First and foremost, have nice showy flowers that are a good nectar source. Butterflies are attracted to red, orange, yellow, pink and purple flowers in particular, however the white flowering butterfly bush in my yard also has plenty of butterflies. These flowers should also have short flower tubes so the butterfly can feed on the nectar. You will also want to have different plants blooming throughout the season so butterflies can have a continuous supply of nectar.

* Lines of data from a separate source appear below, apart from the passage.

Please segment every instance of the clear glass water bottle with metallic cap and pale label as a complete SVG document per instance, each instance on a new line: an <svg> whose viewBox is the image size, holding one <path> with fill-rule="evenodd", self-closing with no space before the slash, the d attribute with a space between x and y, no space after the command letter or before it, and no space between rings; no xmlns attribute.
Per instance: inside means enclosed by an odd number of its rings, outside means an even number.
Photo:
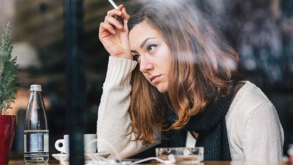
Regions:
<svg viewBox="0 0 293 165"><path fill-rule="evenodd" d="M24 123L24 161L46 163L49 159L49 130L42 87L31 85Z"/></svg>

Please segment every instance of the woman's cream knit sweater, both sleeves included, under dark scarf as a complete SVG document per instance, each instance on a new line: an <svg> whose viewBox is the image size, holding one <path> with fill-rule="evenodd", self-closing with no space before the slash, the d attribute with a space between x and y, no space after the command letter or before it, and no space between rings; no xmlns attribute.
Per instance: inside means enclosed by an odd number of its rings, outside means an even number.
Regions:
<svg viewBox="0 0 293 165"><path fill-rule="evenodd" d="M137 62L109 57L106 80L98 111L98 151L111 153L110 158L127 158L161 142L160 131L154 132L155 143L148 147L131 141L128 112L130 78ZM249 81L238 91L226 114L228 143L232 160L278 161L282 159L284 133L277 111L262 91ZM195 139L188 135L187 145Z"/></svg>

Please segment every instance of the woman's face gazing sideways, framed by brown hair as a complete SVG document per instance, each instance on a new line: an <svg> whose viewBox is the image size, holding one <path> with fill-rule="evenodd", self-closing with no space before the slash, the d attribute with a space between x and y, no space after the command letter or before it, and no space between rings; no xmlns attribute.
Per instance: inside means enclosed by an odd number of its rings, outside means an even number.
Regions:
<svg viewBox="0 0 293 165"><path fill-rule="evenodd" d="M159 32L146 22L141 22L129 32L129 42L132 55L137 59L144 77L159 92L167 92L171 52Z"/></svg>

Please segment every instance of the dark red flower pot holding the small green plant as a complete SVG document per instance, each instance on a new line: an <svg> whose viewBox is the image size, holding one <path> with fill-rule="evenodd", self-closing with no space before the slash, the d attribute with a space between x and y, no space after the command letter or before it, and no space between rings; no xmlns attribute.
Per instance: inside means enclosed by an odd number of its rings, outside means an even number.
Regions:
<svg viewBox="0 0 293 165"><path fill-rule="evenodd" d="M0 164L8 164L15 125L15 115L0 115Z"/></svg>

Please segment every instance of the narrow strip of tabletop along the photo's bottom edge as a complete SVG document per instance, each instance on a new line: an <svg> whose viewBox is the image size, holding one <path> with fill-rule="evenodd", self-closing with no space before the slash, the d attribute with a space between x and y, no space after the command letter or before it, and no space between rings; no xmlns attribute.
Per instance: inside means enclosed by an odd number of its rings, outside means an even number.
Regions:
<svg viewBox="0 0 293 165"><path fill-rule="evenodd" d="M9 164L25 164L23 160L10 160ZM33 165L33 163L31 163ZM36 163L35 163L36 164ZM57 165L58 161L49 160L49 165ZM143 163L144 165L156 165L160 163ZM162 163L161 163L162 164ZM289 165L289 162L246 162L246 161L203 161L199 165ZM27 165L27 164L26 164ZM178 164L180 165L180 164ZM186 165L186 164L184 164Z"/></svg>

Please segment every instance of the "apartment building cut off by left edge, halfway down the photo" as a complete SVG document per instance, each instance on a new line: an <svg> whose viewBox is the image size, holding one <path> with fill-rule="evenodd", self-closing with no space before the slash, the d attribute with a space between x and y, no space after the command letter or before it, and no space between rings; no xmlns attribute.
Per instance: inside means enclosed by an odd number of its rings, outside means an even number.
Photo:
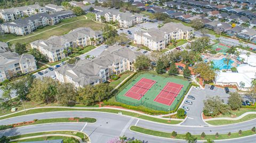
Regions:
<svg viewBox="0 0 256 143"><path fill-rule="evenodd" d="M33 55L22 54L20 56L10 51L0 53L0 82L35 70L37 66Z"/></svg>

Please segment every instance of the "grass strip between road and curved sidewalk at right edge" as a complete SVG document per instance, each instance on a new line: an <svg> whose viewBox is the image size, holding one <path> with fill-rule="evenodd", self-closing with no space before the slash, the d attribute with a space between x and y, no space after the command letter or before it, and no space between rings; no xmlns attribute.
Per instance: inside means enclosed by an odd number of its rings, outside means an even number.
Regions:
<svg viewBox="0 0 256 143"><path fill-rule="evenodd" d="M254 118L256 118L256 114L246 115L246 116L242 117L242 119L239 119L239 120L215 120L215 121L206 121L206 122L209 124L212 124L212 125L223 125L223 124L233 124L233 123L248 121L248 120L251 120Z"/></svg>

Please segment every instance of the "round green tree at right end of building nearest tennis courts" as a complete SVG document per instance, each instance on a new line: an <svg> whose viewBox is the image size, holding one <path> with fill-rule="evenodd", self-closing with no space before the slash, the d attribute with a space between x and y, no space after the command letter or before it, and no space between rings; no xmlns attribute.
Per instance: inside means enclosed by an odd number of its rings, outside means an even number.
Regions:
<svg viewBox="0 0 256 143"><path fill-rule="evenodd" d="M136 61L134 63L134 67L136 70L147 70L150 67L150 59L146 55L137 56Z"/></svg>

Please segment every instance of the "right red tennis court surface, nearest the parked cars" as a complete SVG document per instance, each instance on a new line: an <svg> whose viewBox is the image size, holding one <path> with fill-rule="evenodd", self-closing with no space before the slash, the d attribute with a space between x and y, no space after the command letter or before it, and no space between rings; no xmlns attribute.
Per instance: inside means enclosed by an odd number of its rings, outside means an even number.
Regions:
<svg viewBox="0 0 256 143"><path fill-rule="evenodd" d="M161 90L161 92L156 96L154 101L170 106L182 88L183 85L168 82L166 86Z"/></svg>

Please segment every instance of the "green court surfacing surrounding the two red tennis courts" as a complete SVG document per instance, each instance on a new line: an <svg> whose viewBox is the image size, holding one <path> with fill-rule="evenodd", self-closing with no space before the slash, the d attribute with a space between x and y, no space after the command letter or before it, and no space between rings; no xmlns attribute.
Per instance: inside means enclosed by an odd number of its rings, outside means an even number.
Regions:
<svg viewBox="0 0 256 143"><path fill-rule="evenodd" d="M143 96L140 100L124 96L125 93L127 91L129 91L133 87L133 85L135 85L135 83L137 83L141 78L155 80L155 81L157 81L157 83L155 83L155 85L153 85L153 87L151 87L146 92L145 96ZM177 78L173 78L173 77L164 78L164 77L160 77L158 75L153 75L153 74L149 74L149 73L140 74L138 78L136 78L134 80L129 80L128 82L129 82L129 85L127 87L125 87L117 95L118 102L125 103L127 105L132 105L132 106L140 106L142 103L143 106L153 108L154 110L162 110L162 111L168 111L169 108L170 108L170 110L174 110L175 107L180 102L180 100L182 99L183 94L185 94L185 92L189 86L189 82L185 81L185 80L181 80L181 79L177 79ZM158 102L154 102L154 99L159 94L159 92L161 92L161 90L164 88L164 86L166 85L167 82L174 82L174 83L183 85L183 89L184 89L184 90L181 89L179 95L177 96L177 98L175 98L174 102L171 104L170 107L167 105L158 103Z"/></svg>

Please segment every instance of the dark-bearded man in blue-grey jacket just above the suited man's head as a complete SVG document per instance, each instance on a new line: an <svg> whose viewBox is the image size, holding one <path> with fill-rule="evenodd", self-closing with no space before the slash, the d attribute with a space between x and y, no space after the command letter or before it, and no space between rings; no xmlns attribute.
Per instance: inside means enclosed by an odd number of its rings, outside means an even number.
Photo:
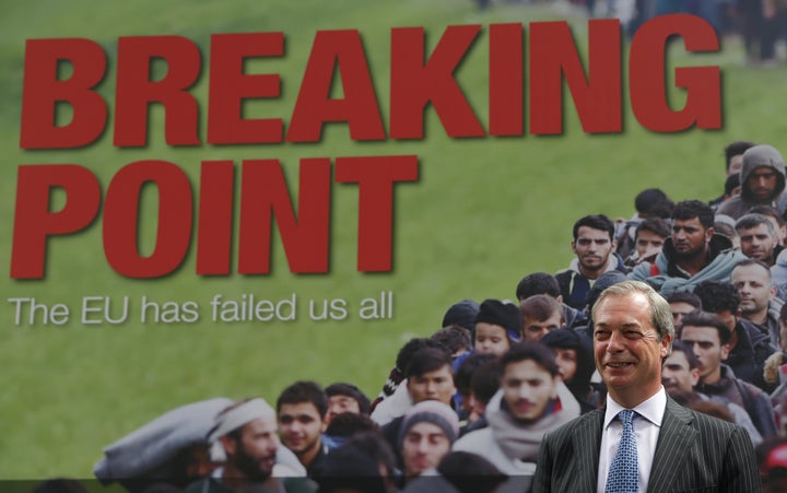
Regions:
<svg viewBox="0 0 787 493"><path fill-rule="evenodd" d="M672 234L655 262L642 262L629 279L646 281L667 296L692 291L702 281L729 282L732 268L745 256L732 243L714 235L714 212L700 200L679 202L672 211Z"/></svg>

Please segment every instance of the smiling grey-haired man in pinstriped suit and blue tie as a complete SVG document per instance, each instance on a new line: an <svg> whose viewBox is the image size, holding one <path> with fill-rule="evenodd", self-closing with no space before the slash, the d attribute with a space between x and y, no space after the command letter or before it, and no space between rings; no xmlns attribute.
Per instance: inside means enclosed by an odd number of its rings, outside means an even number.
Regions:
<svg viewBox="0 0 787 493"><path fill-rule="evenodd" d="M647 284L626 281L601 294L592 319L607 404L544 436L533 491L610 491L621 469L633 471L630 493L762 491L747 432L666 395L661 363L674 337L667 302ZM633 425L623 418L629 410ZM633 458L621 459L621 443L629 454L635 449ZM629 466L619 468L621 460Z"/></svg>

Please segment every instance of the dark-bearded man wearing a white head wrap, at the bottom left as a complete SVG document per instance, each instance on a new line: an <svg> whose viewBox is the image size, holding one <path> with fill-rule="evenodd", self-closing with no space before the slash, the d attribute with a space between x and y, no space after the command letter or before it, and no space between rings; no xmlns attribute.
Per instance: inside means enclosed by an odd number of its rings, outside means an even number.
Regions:
<svg viewBox="0 0 787 493"><path fill-rule="evenodd" d="M191 483L187 493L230 493L257 488L286 493L315 491L307 480L295 477L298 472L281 463L279 456L284 447L280 447L277 435L275 411L262 398L239 401L220 412L208 439L214 444L214 450L224 453L226 461L212 477Z"/></svg>

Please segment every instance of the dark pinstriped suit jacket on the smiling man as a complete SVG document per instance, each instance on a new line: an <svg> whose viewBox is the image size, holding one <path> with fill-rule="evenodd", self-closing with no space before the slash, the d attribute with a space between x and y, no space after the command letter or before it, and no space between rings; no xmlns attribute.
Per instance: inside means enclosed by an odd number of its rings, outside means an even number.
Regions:
<svg viewBox="0 0 787 493"><path fill-rule="evenodd" d="M544 436L533 492L595 492L604 409ZM648 492L761 492L749 434L667 397Z"/></svg>

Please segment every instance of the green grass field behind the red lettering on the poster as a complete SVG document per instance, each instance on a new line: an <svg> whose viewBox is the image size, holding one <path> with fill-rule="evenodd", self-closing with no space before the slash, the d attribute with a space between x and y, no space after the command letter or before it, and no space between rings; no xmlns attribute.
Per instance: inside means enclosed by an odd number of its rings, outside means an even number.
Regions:
<svg viewBox="0 0 787 493"><path fill-rule="evenodd" d="M709 56L686 56L673 47L678 64L723 68L724 128L658 134L639 127L626 109L619 134L585 134L576 113L565 110L560 137L456 140L427 111L427 138L421 141L353 142L346 128L330 125L319 144L167 148L163 111L152 111L145 149L111 145L111 125L96 143L74 151L19 149L24 46L27 38L85 37L109 56L102 94L111 113L117 39L129 35L176 34L197 43L209 60L213 33L281 31L285 56L250 64L281 74L279 101L249 105L249 115L285 120L294 105L315 33L360 30L384 114L388 114L390 28L423 26L432 47L453 24L525 23L563 19L550 5L501 2L479 13L470 0L336 0L267 2L238 0L90 0L7 2L0 20L0 479L54 476L91 477L102 447L166 410L214 396L263 396L273 401L296 379L327 385L350 380L369 396L378 392L404 340L437 329L445 309L462 298L513 297L518 280L537 270L554 272L571 259L571 226L582 215L603 212L629 216L634 196L660 187L674 200L716 197L724 183L723 148L737 139L784 146L787 99L780 94L787 70L754 70L741 64L735 39ZM575 38L586 42L582 12L567 14ZM458 80L482 120L488 94L486 46L482 32ZM207 111L207 67L195 87ZM571 99L567 99L568 102ZM678 96L680 101L680 96ZM624 105L627 108L627 105ZM202 118L204 122L204 117ZM204 127L200 129L204 136ZM172 161L185 169L197 190L203 160L278 159L291 189L302 157L416 154L420 180L396 188L393 270L355 269L357 189L332 187L330 273L293 274L281 242L273 240L269 275L200 278L191 254L176 273L157 280L126 279L108 266L102 223L48 243L47 274L40 281L10 279L16 169L21 164L74 163L98 176L104 190L127 163ZM60 197L62 199L62 197ZM142 208L142 245L154 245L155 200ZM393 293L392 319L362 320L362 300ZM297 298L297 318L281 322L212 322L208 302L215 294L244 294L280 301ZM83 325L79 316L62 326L37 319L14 322L15 297L64 304L79 310L84 296L130 301L130 320ZM158 303L192 301L201 307L193 324L142 324L142 296ZM346 319L309 319L308 301L341 298ZM114 305L117 309L117 305ZM137 312L134 312L137 310Z"/></svg>

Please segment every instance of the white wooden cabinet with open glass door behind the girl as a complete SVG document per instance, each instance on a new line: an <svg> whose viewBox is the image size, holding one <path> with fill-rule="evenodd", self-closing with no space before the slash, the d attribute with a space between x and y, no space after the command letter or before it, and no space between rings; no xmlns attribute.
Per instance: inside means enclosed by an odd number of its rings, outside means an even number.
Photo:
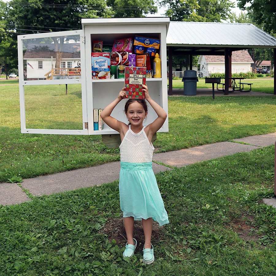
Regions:
<svg viewBox="0 0 276 276"><path fill-rule="evenodd" d="M113 45L116 39L134 38L135 35L160 39L161 44L157 52L161 59L162 78L147 79L147 85L151 97L168 112L166 53L168 27L169 18L163 17L93 18L82 19L82 30L18 36L21 132L79 135L117 133L107 125L102 131L94 131L93 128L93 109L105 108L124 87L124 79L92 80L93 40ZM41 74L46 74L47 72L42 72L41 68L44 63L48 66L47 70L49 63L55 68L54 40L59 47L62 46L60 41L65 41L61 66L65 77L51 77L52 79L46 80L42 79L41 75L41 79L28 78L35 75L34 72L37 76L39 70ZM77 66L74 65L79 63L81 74L78 75L76 72L78 69L74 68ZM69 69L69 66L72 69ZM48 77L50 75L51 73ZM69 92L65 95L67 86ZM81 105L80 100L78 102L74 97L81 98ZM121 101L111 115L127 123L123 112L125 102L126 100ZM148 117L144 125L148 125L157 117L151 106L148 107ZM159 132L167 131L168 119Z"/></svg>

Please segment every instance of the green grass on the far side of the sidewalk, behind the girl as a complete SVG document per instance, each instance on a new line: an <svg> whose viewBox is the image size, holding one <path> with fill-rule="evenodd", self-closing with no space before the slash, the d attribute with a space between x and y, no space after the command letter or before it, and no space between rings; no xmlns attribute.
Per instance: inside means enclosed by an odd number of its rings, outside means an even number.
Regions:
<svg viewBox="0 0 276 276"><path fill-rule="evenodd" d="M263 81L263 85L268 81ZM53 122L56 122L55 126L60 123L61 127L78 124L80 117L75 119L73 111L80 110L79 89L68 86L68 91L65 95L64 87L61 87L60 91L52 89L52 94L38 95L28 90L27 115L32 121L27 124L38 128ZM42 105L32 103L39 96L44 103L45 99L52 101L53 109L62 110L60 117L55 117L55 112L46 108L43 108L43 118L37 116L40 113L35 108L41 109ZM215 100L211 97L169 97L169 132L157 133L154 146L157 151L164 152L276 132L275 99L275 96L216 97ZM19 87L0 85L0 182L6 182L14 175L31 178L120 159L119 150L107 148L100 135L20 132Z"/></svg>

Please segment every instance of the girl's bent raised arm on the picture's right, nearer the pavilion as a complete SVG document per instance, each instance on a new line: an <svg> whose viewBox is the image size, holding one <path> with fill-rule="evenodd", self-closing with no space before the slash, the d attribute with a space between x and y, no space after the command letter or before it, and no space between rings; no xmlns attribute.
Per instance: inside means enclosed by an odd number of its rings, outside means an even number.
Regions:
<svg viewBox="0 0 276 276"><path fill-rule="evenodd" d="M151 124L149 124L147 126L147 128L149 128L149 134L152 136L155 132L157 132L162 127L162 125L166 121L167 113L166 113L166 111L158 103L156 103L150 97L150 95L148 93L148 86L147 85L143 85L143 88L144 88L144 91L145 91L146 100L152 106L152 108L154 109L154 111L156 112L156 114L158 116L155 119L154 122L152 122Z"/></svg>

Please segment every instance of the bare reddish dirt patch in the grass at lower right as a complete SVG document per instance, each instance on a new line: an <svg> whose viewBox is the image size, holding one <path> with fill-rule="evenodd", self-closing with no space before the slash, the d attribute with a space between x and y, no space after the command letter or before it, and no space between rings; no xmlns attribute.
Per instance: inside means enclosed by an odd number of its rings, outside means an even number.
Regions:
<svg viewBox="0 0 276 276"><path fill-rule="evenodd" d="M234 232L239 233L243 240L258 241L259 236L257 236L256 232L259 230L259 228L253 226L254 222L255 221L253 216L244 215L233 221L231 228Z"/></svg>

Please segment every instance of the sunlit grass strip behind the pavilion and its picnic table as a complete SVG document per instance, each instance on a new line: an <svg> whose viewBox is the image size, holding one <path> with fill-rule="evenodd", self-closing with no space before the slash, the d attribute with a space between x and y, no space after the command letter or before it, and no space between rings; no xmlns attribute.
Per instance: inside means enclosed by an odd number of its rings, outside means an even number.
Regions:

Plants used to attract butterflies should be placed in full sun. Most butterflies feed only in full sun and concentrate their feeding from mid morning until mid afternoon. Butterflies will also use the sun to warm themselves on cool mornings

Another way to attract butterflies is to have something for their caterpillar young to feed on. Many butterfly species are very picky about where they lay their eggs. Monarch butterflies prefer to lay their eggs on milkweed, while the very abundant eastern tiger swallowtails like to lay their eggs on wild black cherries, ash, and tulip trees. Of course, you are going to have to tolerate feeding damage caused by the caterpillars.

The web has a wealth of information on which plants are hosts for both adult and caterpillar butterfly species. The NC State horticultural department has a list of plants at https://www.ces.ncsu.edu/depts/hort/consumer/factsheets/butterflies.

Lastly, never use insecticides on, or around, plants used for attracting butterflies. Butterflies, and their young, are susceptible to a wide variety of insecticides. Even the relatively mild insecticide Bacillus thuringiensis, which is used by many vegetable gardeners, is lethal to caterpillars.